Rank one monsters are a completely different matter. Like rank one adventurers they have a strength that was outside of what would be expected from a flesh and blood mortal and are seldom something that a person without any magical abilities can handle. Rank one monsters are referred to as Knight Class monsters, as a decently well-armed and experienced warrior likely has a strong chance of defeating one. Subsequently, rank two monsters are sometimes referred to as Squad Class monsters, creatures who often possess magical abilities of their own, and who are preternaturally deadly. Despite the classification, it is rare that a group of twenty or more mundane warriors are employed to handle such beasts, though it does sometimes happen.
The classifications continue from there: battalion, army, and finally national level monsters whom would be impossible to destroy without the assistance of very powerful, magically altered people. I have never heard of something beyond rank five as far as monsters go. Adventurers are commonly expected to be able to handle monsters of their own rank and as a well-coordinated group, be able to defeat monsters of a rank above their own. Halford’s reticence in pitting his party against rank one and two monsters is abnormal, but seeing as how rank two monsters only rarely appear anywhere in the vicinity of Westgrove, there has been plenty of zero rank monsters to occupy our time with.

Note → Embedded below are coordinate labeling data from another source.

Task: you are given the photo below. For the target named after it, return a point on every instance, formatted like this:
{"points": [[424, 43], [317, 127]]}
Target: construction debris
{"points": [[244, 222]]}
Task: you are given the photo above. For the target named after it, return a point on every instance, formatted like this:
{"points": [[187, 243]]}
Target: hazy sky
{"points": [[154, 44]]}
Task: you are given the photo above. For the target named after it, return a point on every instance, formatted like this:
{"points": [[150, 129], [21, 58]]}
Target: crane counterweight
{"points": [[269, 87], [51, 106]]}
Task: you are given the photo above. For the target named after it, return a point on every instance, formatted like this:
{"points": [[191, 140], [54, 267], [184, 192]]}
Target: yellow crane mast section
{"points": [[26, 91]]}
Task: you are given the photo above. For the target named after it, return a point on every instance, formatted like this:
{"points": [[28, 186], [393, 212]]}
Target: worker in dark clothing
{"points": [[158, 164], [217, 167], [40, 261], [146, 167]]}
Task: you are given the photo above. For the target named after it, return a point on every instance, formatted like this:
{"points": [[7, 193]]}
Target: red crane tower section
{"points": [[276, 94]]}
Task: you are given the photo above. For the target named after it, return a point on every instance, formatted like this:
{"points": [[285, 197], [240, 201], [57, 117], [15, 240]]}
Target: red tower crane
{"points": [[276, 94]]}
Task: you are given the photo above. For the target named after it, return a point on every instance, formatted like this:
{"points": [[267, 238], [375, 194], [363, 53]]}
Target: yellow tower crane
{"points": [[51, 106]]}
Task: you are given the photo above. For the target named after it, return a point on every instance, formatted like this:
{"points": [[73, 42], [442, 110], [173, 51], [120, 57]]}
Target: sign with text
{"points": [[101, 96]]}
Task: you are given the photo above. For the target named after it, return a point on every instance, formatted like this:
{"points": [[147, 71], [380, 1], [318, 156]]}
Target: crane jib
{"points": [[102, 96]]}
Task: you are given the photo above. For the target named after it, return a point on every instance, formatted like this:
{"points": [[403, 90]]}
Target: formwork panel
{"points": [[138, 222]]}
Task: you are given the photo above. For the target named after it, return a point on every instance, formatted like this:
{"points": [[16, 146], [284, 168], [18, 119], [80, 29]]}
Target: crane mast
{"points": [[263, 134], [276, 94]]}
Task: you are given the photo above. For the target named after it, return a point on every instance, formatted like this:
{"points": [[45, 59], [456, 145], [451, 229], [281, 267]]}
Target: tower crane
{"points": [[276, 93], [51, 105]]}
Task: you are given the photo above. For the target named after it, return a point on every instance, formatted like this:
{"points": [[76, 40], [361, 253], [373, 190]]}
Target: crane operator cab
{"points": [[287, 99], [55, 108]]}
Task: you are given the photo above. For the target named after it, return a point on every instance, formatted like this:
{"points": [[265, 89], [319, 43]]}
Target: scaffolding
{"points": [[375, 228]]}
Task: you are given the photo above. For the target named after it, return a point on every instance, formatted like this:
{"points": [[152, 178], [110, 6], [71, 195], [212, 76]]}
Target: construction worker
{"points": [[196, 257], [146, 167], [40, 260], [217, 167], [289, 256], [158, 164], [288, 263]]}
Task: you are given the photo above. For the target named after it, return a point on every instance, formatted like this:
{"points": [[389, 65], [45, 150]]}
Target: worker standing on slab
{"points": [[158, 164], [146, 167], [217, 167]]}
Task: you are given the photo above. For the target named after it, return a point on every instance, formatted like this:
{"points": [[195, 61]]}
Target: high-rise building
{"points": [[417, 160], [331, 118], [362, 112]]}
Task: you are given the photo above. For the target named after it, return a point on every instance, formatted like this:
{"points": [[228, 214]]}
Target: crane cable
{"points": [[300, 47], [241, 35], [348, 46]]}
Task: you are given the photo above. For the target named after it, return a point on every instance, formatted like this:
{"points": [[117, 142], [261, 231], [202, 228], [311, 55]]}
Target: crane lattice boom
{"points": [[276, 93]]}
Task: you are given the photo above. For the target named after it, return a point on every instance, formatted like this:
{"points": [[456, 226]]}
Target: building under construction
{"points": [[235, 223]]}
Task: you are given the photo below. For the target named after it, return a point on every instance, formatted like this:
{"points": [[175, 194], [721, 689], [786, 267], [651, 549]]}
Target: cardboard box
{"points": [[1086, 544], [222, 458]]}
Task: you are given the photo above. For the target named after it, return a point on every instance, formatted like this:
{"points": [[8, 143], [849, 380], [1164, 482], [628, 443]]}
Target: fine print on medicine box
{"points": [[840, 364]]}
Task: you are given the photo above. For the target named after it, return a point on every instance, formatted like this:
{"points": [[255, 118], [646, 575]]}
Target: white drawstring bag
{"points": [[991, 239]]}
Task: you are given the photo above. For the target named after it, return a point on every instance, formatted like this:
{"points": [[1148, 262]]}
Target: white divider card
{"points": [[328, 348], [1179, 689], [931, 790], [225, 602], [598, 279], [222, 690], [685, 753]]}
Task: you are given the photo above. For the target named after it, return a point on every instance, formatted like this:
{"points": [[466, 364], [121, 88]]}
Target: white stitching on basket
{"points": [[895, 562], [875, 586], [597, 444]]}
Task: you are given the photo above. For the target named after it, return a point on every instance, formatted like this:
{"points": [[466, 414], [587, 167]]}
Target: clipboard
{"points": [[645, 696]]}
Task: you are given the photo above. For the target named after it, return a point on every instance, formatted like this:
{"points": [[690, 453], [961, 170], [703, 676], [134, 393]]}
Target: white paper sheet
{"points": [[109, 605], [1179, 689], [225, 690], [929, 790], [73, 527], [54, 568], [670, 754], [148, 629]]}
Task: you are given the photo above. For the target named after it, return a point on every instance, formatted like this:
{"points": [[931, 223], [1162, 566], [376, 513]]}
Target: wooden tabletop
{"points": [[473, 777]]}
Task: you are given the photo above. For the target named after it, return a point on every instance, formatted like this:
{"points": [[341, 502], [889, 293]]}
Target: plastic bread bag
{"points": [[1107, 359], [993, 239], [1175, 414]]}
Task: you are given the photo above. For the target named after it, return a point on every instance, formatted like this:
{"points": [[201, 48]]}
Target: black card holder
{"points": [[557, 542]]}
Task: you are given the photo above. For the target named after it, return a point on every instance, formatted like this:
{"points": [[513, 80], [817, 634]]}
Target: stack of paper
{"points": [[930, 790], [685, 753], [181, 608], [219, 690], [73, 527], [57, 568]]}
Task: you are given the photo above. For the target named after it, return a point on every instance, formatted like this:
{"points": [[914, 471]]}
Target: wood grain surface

“We also made quite the payday,” Kapin says.
I realize that I have been drifting off, staring at the pile of bloody spikes again. “So, you think I’m worth having along now?” I ask.
“As long as you keep yourself safe, then yes.” Kapin tosses the bottom half of his bread loaf back into his bag. “I’m not trying to downplay what you add, Charlene. It’s just that you can’t protect yourself, and if we start getting into fights like this more often, then that might get someone killed when they are trying to save you.”
“That’s why I bought this,” I say, tapping the crossbow on my waist.
“Might work for now,” Kapin says with a shrug.
“It’s not something that needs more discussion,” Halford says, cutting off my retort. “Let’s turn our attention to what is ahead. We didn’t get more than a few steps into the forest before we were attacked by monsters. Yet, now, they have left us alone for an hour or more. Either these two were the only ones around, or they will leap upon us again the moment we try to enter the forest.”
“Probably,” Bali says. “Jellian, do you think that you can scout for us?”
“Yes,” Jellian nods. “While I am incredibly embarrassed by getting surprised like that, I will not be making that mistake a second time.”
“Everyone gets surprised,” Bali soothes.
“The scout isn’t supposed to.” Jellian fingers a hole in his pantleg and sighs. “I will do better.”
“Good.” Halford stands, slapping the crumbs from his hands. “If I have it right, most of the other parties will be trying to ascend the mountain from the other side. They won’t even make it up here until tomorrow morning at the earliest, unless they have some other means of scaling the mountain. That means that we should use the advantage afforded to us by arriving early.”
“How many more fights are you willing to take today?” Kapin asks as he too rises.
“More than a few,” Halford says with a wicked smile.